Has it really been almost a week without a blogpost? You know what that means: I’m out of the running for the Bloggy McBlog Award for Most Pathologically Prolific Self-Expression Despite Deadlines and Actual Work. Drat.
But this page inspired me. It’s an essay by Richard Dawkins to his 10-year-old daughter.
The way scientists use evidence to learn about the world is much cleverer and more complicated than I can say in a short letter. But now I want to move on from evidence, which is a good reason for believing something , and warn you against three bad reasons for believing anything. They are called “tradition,” “authority,” and “revelation.”
I like that he’s mentioned ‘revelation’ specifically. Let’s skip to that.

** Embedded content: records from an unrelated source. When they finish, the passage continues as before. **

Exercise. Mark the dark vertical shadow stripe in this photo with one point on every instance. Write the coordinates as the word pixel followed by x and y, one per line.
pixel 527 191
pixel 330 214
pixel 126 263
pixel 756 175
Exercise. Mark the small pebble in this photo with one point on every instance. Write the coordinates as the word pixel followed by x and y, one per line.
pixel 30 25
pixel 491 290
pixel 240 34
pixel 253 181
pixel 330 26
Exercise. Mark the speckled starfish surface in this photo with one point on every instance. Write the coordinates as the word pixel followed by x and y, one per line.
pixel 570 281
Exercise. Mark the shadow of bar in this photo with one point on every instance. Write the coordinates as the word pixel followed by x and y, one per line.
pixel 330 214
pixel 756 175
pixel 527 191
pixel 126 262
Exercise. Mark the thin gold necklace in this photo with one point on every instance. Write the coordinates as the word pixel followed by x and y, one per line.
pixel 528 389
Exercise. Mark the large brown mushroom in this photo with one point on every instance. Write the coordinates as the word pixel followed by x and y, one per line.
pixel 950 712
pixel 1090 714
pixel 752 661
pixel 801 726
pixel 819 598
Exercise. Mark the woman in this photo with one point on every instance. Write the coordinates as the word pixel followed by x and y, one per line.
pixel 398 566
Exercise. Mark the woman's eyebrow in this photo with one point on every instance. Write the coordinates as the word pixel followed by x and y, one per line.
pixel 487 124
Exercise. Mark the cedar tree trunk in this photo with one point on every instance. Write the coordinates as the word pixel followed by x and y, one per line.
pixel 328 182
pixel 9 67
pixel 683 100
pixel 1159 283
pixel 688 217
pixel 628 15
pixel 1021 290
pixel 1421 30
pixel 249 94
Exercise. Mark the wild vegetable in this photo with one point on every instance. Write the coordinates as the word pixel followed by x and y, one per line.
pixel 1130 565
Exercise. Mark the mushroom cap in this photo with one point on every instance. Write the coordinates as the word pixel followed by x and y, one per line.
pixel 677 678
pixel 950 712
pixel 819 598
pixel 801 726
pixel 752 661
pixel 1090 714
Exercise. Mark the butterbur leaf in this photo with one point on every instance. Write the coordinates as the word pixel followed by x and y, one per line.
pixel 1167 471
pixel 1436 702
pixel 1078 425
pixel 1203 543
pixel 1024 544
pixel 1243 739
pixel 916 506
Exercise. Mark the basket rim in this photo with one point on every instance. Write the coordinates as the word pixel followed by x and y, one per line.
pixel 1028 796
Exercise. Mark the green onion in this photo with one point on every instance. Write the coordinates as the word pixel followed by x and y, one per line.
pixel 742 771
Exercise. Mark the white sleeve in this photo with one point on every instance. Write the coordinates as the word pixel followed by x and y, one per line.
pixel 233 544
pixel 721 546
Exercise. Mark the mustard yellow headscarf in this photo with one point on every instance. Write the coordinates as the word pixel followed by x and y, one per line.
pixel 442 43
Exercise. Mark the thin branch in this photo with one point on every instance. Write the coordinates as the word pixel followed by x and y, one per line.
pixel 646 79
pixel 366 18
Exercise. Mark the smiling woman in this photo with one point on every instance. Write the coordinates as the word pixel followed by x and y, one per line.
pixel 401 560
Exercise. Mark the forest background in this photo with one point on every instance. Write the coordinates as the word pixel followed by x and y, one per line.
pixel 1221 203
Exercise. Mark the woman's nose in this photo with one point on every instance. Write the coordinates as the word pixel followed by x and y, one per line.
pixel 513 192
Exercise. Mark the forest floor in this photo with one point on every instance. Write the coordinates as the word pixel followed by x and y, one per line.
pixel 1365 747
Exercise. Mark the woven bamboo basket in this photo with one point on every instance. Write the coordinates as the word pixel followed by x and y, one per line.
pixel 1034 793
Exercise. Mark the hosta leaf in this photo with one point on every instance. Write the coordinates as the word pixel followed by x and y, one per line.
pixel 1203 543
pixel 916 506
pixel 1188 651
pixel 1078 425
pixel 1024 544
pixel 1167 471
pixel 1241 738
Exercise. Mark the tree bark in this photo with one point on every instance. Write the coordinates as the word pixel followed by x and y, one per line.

If you had asked the pope in 1950 how he knew that Mary’s body disappeared into Heaven, he would probably have said that it had been “revealed” to him. He shut himself in his room and prayed for guidance. He thought and thought, all by himself, and he became more and more sure inside himself. When religious people just have a feeling inside themselves that something must be true, even though there is no evidence that it is true, they call their feeling “revelation.”
That description is not a straw man. It is part and parcel of what Latter-day Saints expect to get out of the religious experience, and it is a key reason for believing people to hold the beliefs they do. It’s also the hardest to counter. People have a natural tendency to believe their own experiences, and it’s very difficult to disbelieve your experience when it runs counter to fact. This tendency kept me believing in counterfactual things for absolutely years.
The essay is everything I wanted to say to my kids about evidence (and some things I already have).
20 October 2006 at 5:22 pm
http://www.youtube.com/watch?v=XnJAozfBq7w&eurl=
Here is a link that shows why sometimes beleif in even a seemingly innocent thing like say blue faeries or a candy mountain.
20 October 2006 at 5:23 pm
…can be a bad idea.
21 October 2006 at 12:27 am
That’s it! I’m relinquising my crazy nut-job beliefs before somebody steals my kidneys! ;P
21 October 2006 at 1:33 pm
You can’t be too careful with that kind of thing. I heard that it happened to some guy once.
22 October 2006 at 11:20 pm
What a great find, Dan – thanks for that!